Do Guinea Pigs Hibernate? (What Owners Need To Know)

Pet parents who consider housing their guinea pigs outside often wonder whether or not their pet guinea pigs can hibernate. I’ve wondered it myself. So, I took some time to do some research on it for you.

Guinea pigs don’t hibernate, but they will slow down their metabolism and activity in order to stay warm during the colder temperatures. This slowing of their heart rate also helps them conserve energy and stay warm. However, if it gets too cold , then they’re at risk for hypothermia. That’s why it’s important to make sure you have a shelter and bedding for your guinea pigs to keep them warm.

do guinea pigs hibernate - can guinea pigs hibernate

Let’s dive into what’s going on with your piggie during the winter months, and how you can keep them safe.

What’s The Difference Between Hibernation And Torpor (Deep Sleep)?

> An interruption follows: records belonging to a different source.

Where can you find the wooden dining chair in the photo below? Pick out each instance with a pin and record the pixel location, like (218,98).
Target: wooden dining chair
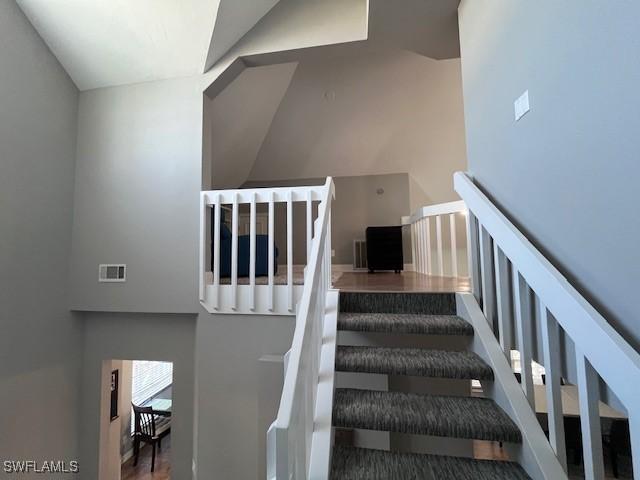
(149,428)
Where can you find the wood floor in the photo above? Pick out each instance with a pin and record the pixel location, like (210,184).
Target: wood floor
(142,471)
(400,282)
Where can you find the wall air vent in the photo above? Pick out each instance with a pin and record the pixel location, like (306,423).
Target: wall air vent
(109,272)
(359,254)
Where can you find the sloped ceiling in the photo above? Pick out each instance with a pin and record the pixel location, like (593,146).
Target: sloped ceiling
(234,19)
(104,43)
(426,27)
(240,118)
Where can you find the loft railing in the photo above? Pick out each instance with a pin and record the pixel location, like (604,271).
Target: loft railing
(233,222)
(519,289)
(443,259)
(290,437)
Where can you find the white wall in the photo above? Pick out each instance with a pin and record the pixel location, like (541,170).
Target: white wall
(136,198)
(566,172)
(240,118)
(39,339)
(376,112)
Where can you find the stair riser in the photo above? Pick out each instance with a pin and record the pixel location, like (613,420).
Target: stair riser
(423,303)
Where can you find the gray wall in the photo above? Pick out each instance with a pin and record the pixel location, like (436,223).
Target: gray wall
(136,196)
(370,112)
(357,206)
(126,336)
(566,172)
(239,388)
(240,118)
(40,339)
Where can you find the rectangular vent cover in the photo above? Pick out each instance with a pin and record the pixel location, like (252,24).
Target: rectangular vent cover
(359,254)
(109,272)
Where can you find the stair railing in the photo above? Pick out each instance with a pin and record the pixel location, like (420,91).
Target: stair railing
(509,275)
(423,222)
(233,211)
(289,438)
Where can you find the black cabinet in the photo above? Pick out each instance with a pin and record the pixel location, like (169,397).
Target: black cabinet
(384,248)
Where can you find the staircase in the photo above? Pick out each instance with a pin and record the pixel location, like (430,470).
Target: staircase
(393,319)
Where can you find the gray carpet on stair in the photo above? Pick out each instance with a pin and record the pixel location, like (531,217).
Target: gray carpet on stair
(350,463)
(443,416)
(404,323)
(387,302)
(413,361)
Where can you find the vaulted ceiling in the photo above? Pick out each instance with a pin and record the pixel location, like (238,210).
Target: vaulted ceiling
(103,43)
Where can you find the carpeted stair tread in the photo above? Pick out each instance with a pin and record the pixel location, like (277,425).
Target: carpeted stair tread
(404,323)
(443,416)
(412,361)
(349,463)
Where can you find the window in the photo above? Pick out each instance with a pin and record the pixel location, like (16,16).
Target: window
(149,379)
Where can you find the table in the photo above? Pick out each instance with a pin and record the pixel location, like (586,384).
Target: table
(161,406)
(570,403)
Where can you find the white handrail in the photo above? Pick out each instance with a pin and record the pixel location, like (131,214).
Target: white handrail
(421,235)
(294,423)
(234,294)
(600,350)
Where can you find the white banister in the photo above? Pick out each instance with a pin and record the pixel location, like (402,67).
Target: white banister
(446,249)
(290,252)
(503,303)
(244,251)
(252,252)
(522,304)
(294,428)
(551,347)
(600,351)
(234,253)
(271,250)
(216,255)
(590,418)
(439,245)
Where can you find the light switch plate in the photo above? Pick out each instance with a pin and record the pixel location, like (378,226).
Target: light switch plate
(521,105)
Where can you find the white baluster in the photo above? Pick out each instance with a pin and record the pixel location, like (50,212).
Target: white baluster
(427,227)
(473,253)
(590,418)
(421,248)
(252,252)
(290,251)
(328,243)
(486,278)
(522,304)
(234,253)
(454,245)
(503,300)
(551,350)
(203,245)
(309,225)
(634,433)
(414,240)
(271,250)
(216,251)
(439,245)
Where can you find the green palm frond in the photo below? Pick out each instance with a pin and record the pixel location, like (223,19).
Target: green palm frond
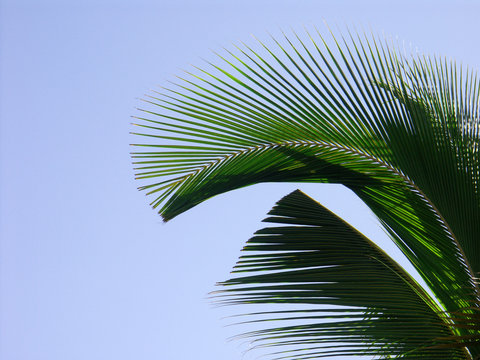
(401,133)
(313,257)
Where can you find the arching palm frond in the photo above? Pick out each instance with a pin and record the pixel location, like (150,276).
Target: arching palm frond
(402,134)
(314,258)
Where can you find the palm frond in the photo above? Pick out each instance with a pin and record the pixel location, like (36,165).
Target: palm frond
(402,133)
(372,306)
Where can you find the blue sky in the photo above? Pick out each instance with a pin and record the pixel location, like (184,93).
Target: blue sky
(87,269)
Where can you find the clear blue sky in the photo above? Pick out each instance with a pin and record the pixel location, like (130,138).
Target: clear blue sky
(87,269)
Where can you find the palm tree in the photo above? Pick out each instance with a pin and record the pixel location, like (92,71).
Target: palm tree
(401,132)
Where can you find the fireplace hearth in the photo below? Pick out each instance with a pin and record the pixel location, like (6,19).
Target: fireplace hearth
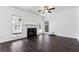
(31,32)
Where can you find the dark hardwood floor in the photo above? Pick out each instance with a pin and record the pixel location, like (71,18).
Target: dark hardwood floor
(41,43)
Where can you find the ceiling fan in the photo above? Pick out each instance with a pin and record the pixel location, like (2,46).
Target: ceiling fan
(45,9)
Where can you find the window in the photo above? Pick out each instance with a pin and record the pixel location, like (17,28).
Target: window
(16,25)
(46,26)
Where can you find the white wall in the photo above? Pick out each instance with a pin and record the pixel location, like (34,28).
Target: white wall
(78,21)
(64,23)
(5,22)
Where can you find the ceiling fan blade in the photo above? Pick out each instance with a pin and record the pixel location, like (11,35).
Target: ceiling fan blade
(49,11)
(51,8)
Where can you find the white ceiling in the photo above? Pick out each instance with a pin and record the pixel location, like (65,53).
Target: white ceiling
(34,9)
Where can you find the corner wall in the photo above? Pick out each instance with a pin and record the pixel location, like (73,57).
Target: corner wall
(64,23)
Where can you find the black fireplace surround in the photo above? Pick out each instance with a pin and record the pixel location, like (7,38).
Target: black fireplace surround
(31,32)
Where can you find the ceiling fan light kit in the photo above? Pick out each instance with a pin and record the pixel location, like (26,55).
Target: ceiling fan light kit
(46,9)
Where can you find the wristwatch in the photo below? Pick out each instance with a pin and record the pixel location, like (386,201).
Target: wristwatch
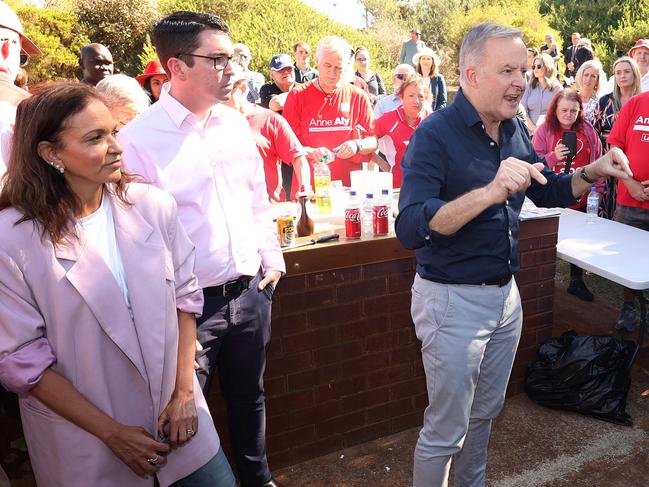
(584,176)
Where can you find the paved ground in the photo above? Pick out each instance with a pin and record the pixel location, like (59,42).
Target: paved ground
(531,446)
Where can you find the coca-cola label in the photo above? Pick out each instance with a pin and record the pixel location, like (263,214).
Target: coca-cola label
(380,219)
(353,223)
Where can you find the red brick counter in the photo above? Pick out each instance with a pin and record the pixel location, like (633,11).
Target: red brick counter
(344,364)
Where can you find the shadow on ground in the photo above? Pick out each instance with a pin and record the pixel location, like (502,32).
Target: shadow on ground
(531,446)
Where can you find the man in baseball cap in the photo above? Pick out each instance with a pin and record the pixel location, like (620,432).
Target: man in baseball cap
(273,94)
(640,52)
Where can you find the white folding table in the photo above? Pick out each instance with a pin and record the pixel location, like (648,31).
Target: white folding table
(615,251)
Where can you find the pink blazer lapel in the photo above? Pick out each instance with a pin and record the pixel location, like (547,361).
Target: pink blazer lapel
(147,268)
(92,279)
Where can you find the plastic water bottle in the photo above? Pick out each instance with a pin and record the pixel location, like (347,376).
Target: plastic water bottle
(592,205)
(353,217)
(385,194)
(322,183)
(367,217)
(381,212)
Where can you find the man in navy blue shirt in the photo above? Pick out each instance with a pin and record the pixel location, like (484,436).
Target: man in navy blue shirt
(465,175)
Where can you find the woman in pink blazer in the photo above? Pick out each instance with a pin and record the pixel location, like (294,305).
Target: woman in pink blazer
(97,309)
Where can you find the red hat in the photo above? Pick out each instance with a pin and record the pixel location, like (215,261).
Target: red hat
(639,43)
(153,68)
(9,20)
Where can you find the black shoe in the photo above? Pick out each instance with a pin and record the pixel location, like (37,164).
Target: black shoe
(626,319)
(270,483)
(578,288)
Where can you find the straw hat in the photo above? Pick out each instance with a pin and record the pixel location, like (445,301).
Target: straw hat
(639,43)
(427,51)
(153,68)
(9,20)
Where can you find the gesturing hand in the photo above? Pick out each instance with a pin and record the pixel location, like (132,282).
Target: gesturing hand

can guinea pigs hibernate - do guinea pigs hibernate

Hibernation is the state in which an animal spends the winter months, typically on its own below ground den or burrow. And it’s nearly impossible to wake up an animal that’s hibernating.

A hibernating animal is able to lower its body temperature by reducing the amount of energy it uses, and to slow their heart rate. Animals that hibernate spend the warmer months eating as much food as possible to store up fat, which they burn off during their resting time.

When some animals are cold, they sort of pass out and slide into a deep sleep. If you warm up that animal , they’ll wake back up again. That’s torpor – which helps animals survive during the winter months. 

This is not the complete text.